Before he set out for Cologne, Morton spoke to Sir Oliver Passmore on the telephone to ask for any further news or indication of what to expect. Passmore chose his words with care. He had been choosing his words with care for most of his life. 'We're not absolutely sure what Kramer intends,' Passmore told him. 'He may try to do what his predecessor, Jacques Delors did, when he was President-designate back in 1985.'
This is another real political treasure of times past, a thriller written by none less than the father of Boris Johnson, himself a former MEP and Commission official who is now one of the best known environmentalists on the political Right in England. The book was written in 1987, set in 1989; I must have read it in the mid-90s, when I was politically engaged in Belfast, though I missed the 1998 film starring John Hurt. (This is the second book I have read recently which was made into a film starring John Hurt.)

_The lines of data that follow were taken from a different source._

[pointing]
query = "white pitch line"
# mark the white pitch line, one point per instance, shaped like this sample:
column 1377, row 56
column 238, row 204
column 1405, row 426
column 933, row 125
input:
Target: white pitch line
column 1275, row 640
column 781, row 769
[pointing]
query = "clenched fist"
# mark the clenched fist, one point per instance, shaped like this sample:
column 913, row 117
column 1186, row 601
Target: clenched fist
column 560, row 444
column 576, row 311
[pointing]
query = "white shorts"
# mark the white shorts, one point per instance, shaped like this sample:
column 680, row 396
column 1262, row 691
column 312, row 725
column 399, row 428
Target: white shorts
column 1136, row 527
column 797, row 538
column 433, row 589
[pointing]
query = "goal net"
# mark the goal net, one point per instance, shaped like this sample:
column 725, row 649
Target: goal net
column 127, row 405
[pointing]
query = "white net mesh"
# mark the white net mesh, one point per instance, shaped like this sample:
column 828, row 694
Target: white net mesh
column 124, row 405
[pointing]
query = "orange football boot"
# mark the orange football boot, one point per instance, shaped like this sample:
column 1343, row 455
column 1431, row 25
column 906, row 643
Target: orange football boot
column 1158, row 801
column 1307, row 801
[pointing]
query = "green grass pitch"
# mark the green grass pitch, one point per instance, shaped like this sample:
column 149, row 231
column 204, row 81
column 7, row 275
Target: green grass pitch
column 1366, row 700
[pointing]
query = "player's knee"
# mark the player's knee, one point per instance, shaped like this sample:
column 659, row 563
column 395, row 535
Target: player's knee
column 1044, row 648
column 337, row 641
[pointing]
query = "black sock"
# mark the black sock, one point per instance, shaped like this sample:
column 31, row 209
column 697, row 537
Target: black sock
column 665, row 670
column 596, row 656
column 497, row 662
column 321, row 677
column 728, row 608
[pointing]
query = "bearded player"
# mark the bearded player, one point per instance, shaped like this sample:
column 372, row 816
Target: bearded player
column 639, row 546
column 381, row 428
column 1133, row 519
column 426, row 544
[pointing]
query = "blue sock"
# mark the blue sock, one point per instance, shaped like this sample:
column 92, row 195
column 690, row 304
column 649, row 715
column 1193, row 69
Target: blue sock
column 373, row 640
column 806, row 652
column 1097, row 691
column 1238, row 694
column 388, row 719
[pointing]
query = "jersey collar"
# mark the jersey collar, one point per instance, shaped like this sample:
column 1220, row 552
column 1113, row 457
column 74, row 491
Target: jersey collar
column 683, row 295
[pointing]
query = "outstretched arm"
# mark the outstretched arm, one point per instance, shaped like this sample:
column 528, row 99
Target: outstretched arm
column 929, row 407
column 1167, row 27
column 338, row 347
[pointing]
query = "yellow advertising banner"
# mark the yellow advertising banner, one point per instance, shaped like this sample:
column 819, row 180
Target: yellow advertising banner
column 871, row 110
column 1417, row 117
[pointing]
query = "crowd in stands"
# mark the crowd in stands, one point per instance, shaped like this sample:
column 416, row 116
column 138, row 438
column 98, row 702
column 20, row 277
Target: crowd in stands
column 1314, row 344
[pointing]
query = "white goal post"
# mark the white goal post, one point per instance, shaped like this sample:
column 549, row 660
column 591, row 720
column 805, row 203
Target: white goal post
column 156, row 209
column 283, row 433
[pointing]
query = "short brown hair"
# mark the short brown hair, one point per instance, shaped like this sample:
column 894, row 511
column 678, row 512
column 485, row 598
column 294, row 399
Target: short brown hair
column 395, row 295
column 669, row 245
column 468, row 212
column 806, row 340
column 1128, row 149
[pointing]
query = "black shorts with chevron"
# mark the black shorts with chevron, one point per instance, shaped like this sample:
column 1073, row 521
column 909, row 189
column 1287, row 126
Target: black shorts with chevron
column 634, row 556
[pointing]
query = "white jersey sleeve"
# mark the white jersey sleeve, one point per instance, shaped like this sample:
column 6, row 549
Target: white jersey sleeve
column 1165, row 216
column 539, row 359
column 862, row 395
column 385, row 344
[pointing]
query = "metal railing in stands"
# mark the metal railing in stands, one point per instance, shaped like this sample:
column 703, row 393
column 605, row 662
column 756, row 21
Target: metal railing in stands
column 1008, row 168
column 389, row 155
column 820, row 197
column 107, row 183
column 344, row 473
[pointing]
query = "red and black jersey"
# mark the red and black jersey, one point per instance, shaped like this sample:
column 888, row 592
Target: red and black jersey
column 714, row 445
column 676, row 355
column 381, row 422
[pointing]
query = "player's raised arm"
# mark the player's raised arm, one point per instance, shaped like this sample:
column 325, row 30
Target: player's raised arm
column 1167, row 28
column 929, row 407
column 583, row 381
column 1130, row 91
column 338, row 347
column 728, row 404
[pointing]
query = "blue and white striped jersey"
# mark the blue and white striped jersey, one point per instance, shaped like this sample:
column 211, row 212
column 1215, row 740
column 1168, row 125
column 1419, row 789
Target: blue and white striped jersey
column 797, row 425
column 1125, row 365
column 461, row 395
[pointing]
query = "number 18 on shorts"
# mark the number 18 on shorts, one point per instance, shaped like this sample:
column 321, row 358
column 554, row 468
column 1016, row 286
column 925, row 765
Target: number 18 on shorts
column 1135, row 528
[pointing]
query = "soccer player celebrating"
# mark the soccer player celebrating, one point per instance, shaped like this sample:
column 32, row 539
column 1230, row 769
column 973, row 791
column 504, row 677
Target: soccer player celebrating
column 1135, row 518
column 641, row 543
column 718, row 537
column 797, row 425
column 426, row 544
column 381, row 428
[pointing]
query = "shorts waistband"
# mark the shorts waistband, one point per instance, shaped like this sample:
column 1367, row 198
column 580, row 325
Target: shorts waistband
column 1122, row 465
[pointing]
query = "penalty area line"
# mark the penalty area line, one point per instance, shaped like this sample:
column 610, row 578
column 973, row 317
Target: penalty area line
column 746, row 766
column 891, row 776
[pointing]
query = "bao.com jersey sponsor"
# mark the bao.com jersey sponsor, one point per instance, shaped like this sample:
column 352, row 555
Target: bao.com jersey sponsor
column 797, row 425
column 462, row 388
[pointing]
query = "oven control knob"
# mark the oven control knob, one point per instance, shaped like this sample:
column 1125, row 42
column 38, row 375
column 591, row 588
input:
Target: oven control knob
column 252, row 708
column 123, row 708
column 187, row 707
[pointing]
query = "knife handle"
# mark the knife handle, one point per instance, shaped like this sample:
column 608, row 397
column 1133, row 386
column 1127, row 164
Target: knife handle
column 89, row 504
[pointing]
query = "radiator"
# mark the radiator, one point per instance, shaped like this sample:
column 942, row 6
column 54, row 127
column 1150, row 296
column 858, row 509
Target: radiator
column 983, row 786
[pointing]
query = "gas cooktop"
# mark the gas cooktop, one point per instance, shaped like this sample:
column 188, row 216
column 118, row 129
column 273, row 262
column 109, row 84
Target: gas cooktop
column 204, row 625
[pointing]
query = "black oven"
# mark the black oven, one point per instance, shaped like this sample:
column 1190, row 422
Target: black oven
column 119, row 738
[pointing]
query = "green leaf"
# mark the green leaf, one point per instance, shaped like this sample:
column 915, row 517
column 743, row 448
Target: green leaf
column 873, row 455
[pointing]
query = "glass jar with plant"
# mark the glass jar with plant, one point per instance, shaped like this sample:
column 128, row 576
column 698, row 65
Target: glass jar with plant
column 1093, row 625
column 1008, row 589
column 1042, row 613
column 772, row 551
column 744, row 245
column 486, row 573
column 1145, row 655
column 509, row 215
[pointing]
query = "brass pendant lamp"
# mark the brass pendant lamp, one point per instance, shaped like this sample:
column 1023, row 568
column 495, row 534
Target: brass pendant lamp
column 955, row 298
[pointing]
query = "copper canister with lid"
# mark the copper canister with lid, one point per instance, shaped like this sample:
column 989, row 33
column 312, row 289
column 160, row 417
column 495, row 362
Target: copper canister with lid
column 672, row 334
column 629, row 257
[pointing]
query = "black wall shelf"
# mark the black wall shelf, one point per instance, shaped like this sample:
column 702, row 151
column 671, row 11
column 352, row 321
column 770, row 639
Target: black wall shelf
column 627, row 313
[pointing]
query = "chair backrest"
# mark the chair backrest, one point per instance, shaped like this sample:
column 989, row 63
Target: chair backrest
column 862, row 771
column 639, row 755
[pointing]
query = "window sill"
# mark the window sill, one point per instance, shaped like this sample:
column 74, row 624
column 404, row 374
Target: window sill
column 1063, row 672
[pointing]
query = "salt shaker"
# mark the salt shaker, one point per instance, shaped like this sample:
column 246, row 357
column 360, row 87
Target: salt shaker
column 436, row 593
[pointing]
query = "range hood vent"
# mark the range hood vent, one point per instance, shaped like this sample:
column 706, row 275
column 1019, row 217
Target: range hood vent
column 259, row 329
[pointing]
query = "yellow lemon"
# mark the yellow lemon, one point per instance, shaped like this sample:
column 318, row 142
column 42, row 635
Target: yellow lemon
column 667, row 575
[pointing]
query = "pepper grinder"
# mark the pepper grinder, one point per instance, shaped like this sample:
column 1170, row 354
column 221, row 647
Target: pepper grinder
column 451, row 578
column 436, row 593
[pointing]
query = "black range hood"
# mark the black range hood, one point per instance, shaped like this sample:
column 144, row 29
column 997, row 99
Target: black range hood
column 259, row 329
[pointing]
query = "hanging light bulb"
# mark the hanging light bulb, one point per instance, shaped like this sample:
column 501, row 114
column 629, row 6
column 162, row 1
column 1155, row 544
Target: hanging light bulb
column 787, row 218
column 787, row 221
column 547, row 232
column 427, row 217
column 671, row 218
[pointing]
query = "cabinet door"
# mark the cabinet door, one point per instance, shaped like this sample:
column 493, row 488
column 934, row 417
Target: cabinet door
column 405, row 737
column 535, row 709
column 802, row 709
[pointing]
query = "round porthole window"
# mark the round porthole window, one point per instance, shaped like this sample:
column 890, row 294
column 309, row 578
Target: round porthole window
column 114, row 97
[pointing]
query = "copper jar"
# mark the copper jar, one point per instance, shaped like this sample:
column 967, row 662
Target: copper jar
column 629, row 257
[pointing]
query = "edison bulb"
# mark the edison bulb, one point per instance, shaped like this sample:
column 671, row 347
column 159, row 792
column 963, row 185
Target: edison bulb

It's a rather moral story. James Morton, a Tory MP with a second-rate job but a first-rate majority, is sent by Margaret Thatcher to Brussels as the new British Commissioner. He struggles with the unglamorous position of Commissioner for Industry, but finds himself in the middle of a massive scandal involving the chemical industry and environmental damage, facing off against vested interests in Germany, Britain and the Commission itself, and also in a personal dilemma between his American wife and his Portuguese colleague. The ending turns out rather ambiguous, with good and bad guys both claiming their share of the spoils.
It's surprising, thirty years on, to remember that there was a time when a Conservative writer - a member of the Johnson family, no less - was capable of nuanced commentary about European politics (though I fear not about the Irish). I appreciate now, more than I did before I came to Belgium, the touches of local colour - Morton and his wife move to Rhode-St-Génèse, which was where we first lived when we moved here in 1999; La Maison du Cygne and Comme Chez Soi are still reputedly the best restaurants in town; there is still something of an old-guard clubbish elite around the Place Royale/Sablon where occasionally I get invited to stand outside and look in the window (one missing venue is the Egmont Palace). It's an account by someone who knows and loves the town.
Though much has also changed. There are now 28 Commissioners rather than 12; more importantly, Morton's successor, the Competition Commissioner Margrethe Vestager, has quasi-judicial powers to prevent dubious mergers without anyone else's permission, rather than needing to wage the political campaign that Morton gets tied up in. Also, as I commented in my last review, it's impossible to imagine a romance between two high-profile political figures going unnoticed in the age of the 24 hour news cycle and the Internet.
Still, it's worth getting hold of, if you can, to take your mind back to the late 1980s, a time which, though we did not realise it, was a much more innocent age than our own.